In Milan tall buildings covered in trees show what urban living could look like in the future

Date Added: May 01, 2020 07:11:51 PM
Author: Sutra Web Directory
Category: Recreation: Nature

The major financial center of Milan boasts a number of tall buildings, many of which function as office space for firms like UniCredit and Allianz. 

While the city may be the corporate hub of Italy, it is also home to the Bosco Verticale, or Vertical Forest, a residential development of two visually striking towers that stand 80 and 112 meters high.

Located in the Porta Nuova area of Milan, the clue to what makes the Bosco Verticale scheme unique is in the name: its exterior is covered in plants and trees.

“We have here 21,000 plants, basically,” Stefano Boeri, the architect behind the design, told CNBC’s “Sustainable Energy.”

“It’s 200, 250 trees, 4,500 shrubs of different size and 15,000 plants of different dimensions and nature,” he added.

“It’s the equivalent of three hectares — 30,000 square meters — of … forest (on) … a very small surface of an urban center, of a super dense urban environment.”

Completed in 2014, a number of firms, including Arup Italia, were involved in the project’s development.

According to Boeri’s architecture practice, Stefano Boeri Architetti, the buildings’ “green curtain” can generate oxygen, regulate humidity and absorb carbon dioxide and microparticles.

The building has also attracted wildlife. “It is a very complex ecosystem of humans, plants, insects, birds,” Boeri said. “We have more than 20 species of birds that are nesting.”

While authorities in Milan recently announced a target of planting 3 million trees by the year 2030, the idea of greening cities with trees and plants is not new. From New York to London and Paris to Tokyo, parks have long been used to provide city dwellers with fresh air, space to exercise and a place to relax and unwind.

“To improve the quality of life in the city of Milan we need more forest, more trees in the city, outside the city,” Damiano di Simine, scientific co-ordinator at Legambiente, an environmental organization, told CNBC.

“We need to build, now, (a) green belt all around Milan and also within the city … to have more fresh air, to remove pollution,” he added.

The drive to increase the amount of green space people can access has resulted in a number of innovative, transformative projects in cities around the world.

These include New York City’s High Line, which converted an elevated rail line into a public park.
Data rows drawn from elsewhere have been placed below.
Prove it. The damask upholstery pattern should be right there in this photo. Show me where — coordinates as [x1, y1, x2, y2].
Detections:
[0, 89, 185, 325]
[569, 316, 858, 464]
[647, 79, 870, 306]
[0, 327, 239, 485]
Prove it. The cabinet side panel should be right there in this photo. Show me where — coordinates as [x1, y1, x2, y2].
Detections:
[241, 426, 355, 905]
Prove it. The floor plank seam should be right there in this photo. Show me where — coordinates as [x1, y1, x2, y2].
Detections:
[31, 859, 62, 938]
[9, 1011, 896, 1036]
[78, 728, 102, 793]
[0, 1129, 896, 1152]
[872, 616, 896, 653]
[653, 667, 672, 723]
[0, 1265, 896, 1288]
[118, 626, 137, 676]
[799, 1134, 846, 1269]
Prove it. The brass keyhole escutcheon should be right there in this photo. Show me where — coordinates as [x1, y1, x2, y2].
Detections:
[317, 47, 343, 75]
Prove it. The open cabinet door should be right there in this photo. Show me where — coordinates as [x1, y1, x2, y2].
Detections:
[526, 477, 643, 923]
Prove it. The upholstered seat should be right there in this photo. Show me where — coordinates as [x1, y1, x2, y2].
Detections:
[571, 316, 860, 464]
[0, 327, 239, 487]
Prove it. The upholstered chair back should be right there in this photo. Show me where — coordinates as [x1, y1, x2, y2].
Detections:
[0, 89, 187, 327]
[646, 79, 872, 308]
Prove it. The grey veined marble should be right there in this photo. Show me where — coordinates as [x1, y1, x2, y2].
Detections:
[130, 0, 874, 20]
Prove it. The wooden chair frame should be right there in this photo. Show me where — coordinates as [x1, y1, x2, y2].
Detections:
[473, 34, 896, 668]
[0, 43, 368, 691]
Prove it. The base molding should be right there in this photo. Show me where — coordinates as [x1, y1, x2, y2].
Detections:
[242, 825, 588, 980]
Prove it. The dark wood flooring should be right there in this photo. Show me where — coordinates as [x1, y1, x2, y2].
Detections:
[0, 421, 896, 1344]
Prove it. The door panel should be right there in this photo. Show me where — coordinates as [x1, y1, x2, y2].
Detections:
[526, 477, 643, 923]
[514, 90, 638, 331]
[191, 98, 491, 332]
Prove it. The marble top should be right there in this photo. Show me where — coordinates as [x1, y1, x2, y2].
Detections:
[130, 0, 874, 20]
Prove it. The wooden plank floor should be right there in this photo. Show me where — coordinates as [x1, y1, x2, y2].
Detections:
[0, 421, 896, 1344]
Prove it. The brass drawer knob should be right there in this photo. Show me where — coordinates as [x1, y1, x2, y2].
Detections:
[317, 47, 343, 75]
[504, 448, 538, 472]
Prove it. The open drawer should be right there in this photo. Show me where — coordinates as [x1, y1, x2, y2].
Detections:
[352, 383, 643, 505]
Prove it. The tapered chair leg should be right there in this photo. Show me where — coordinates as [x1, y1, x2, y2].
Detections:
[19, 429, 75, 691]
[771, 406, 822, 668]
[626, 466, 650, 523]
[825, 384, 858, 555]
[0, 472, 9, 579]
A similar scheme is the Cheonggyecheon Restoration Project in Seoul, South Korea, which saw an elevated highway demolished and an underground waterway restored to create a green, pedestrian-friendly corridor.  

While the goal of increasing the number of trees in cities is laudable, there are several factors that need to be considered before embarking on mass plantings.

″I think it’s very important that trees are given space,” Cecil Konijnendijk, from the University of British Columbia’s Faculty of Forestry, told CNBC.

“We know that soil — what we call soil volume — is really important, so the trees have to have space underground, maybe even more so than over ground,” he added.

“And then of course trees will have to have time to develop, so you won’t have instant trees. You’ll have to take the time to make sure they grow up and then they provide the benefits that we want to get from them.”